We don't like to change our mind about people. We like to categorize them and think that they are always going to be exactly the way you sized them up the first time you met. We do not like to give them credit for changing. We enjoy saying, "I knew he would never amount to anything." "I knew he couldn't be trusted." We do not like to change our opinion of other people. But this is sin. This is human failure. This is not godly, but satanic. God can change the heart of a man; can we not accept him as a new creature?

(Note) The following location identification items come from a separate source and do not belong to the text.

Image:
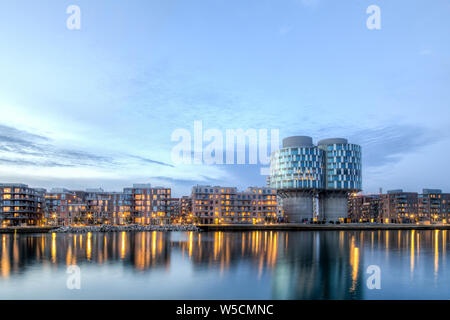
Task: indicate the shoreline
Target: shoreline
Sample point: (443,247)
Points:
(316,227)
(226,228)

We can never know what the other person is going through. Dr. William L. Stidger told of a maid in a college who was so happy that the fellows in college were always kidding with her and she with them. They never got the best of her. But, on one morning, in the rush of breakfast, as the students were rushing at the last minute to grab a bite to eat, suddenly there was a crash. Mary had dropped a whole platter of dishes. She stooped over, greatly embarrassed, to pick up the tray load of dishes, and wiped scrambled egg and coffee stains off the floor. There was loud laughter by the students and lots of wise cracks directed at Mary. She was their old friend, and it was their time to get back at her for the many times she had kidded them. But when Mary picked up the mess and wiped the floor, she waited until all the young men had quit their kidding and said gently to them, "Boys, I guess I've got tears at my fingertips. My boy was killed yesterday in Viet am and I just got word. I've got tears at my fingertips this morning." A silence fell over the dining room. The young men had embarrassed looks on their faces. They were apologetic and sorry.


WE can never know, can we? These people all around us may have tears at their fingertips and we have no way of knowing it. If we "Sat where they sat" our understanding would be more complete.

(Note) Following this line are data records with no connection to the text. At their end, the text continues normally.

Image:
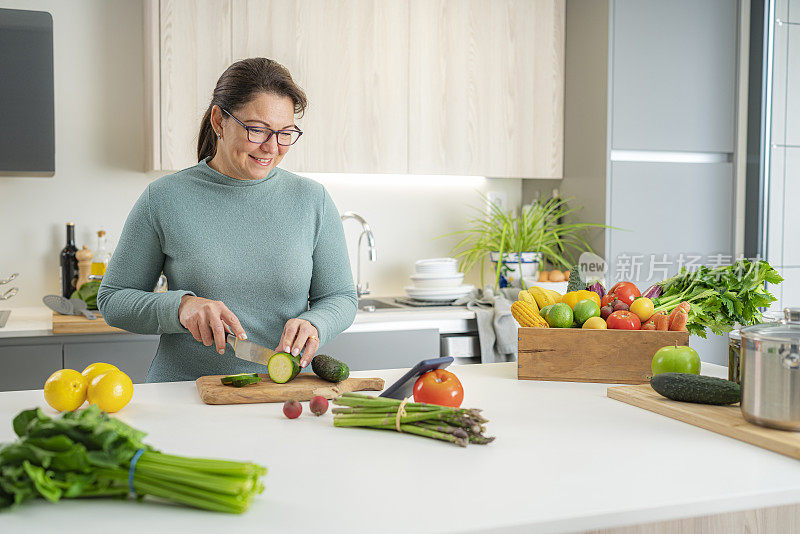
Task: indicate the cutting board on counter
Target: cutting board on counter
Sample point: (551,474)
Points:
(302,388)
(78,324)
(726,420)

IT WOULD MAKE OUR ACTIONS MORE POSITIVE. (Luke 6:45, John 3:21, John 15:14) We have a second-mile religion that demands that we go past justice to mercy. Sympathy means to "suffer with." If we could feel with other people, we would become more effective Christians. We would understand the skepticism of those outside the Church and be more intent on winning them. We would understand the seriousness of indifference to Christ, of what it does to a person. We would understand the inner yearnings of people. We would be more earnest in witnessing, more regular in attendance of Sunday School and Church. We would see the point of reaching people for Jesus Christ and helping them grow in grace. We would be better preachers and teachers and Deacons and church members, and better Christians, more interested in people as individuals. Are we too detached? Do we not care enough? Have we seen it through their eyes?


The poet, Brewer Mattocks, has written this poem:


"The parish priest of Austerlitz

climbed up in a high Church steeple,

To be near God that he might hand

God's word unto the people.


And in sermon script he daily wrote

what he thought was sent from heaven,

And he dropped it down on the people's heads

Two times each day in seven.


In His time God said: 'Come down and die'

And he cried from out his steeple:

‘Where art thou Lord? ' And the Lord replied,

'Down here among the people.'"


This is not just a poem. This is what Christ did. Like Ezekiel, He came down among the people. John 1:14 says, "And the word became flesh and dwelt among us." He identified with us. He stayed in the flesh 33 years. He took upon himself our sin. There is nothing that we have to endure that he has not endured. Our struggles, our deepest questions, our loneliest prayers, our sharpest sorrows, our sins, our deadliest fears - all these, He understands. He has been there.


Isn't that the heart of the Gospel? Our Christ cared, came, suffered for our sins, died, rose again, sits at the right hand of God Almighty to make intercession for us because He understands. He came down here and "Sat among us."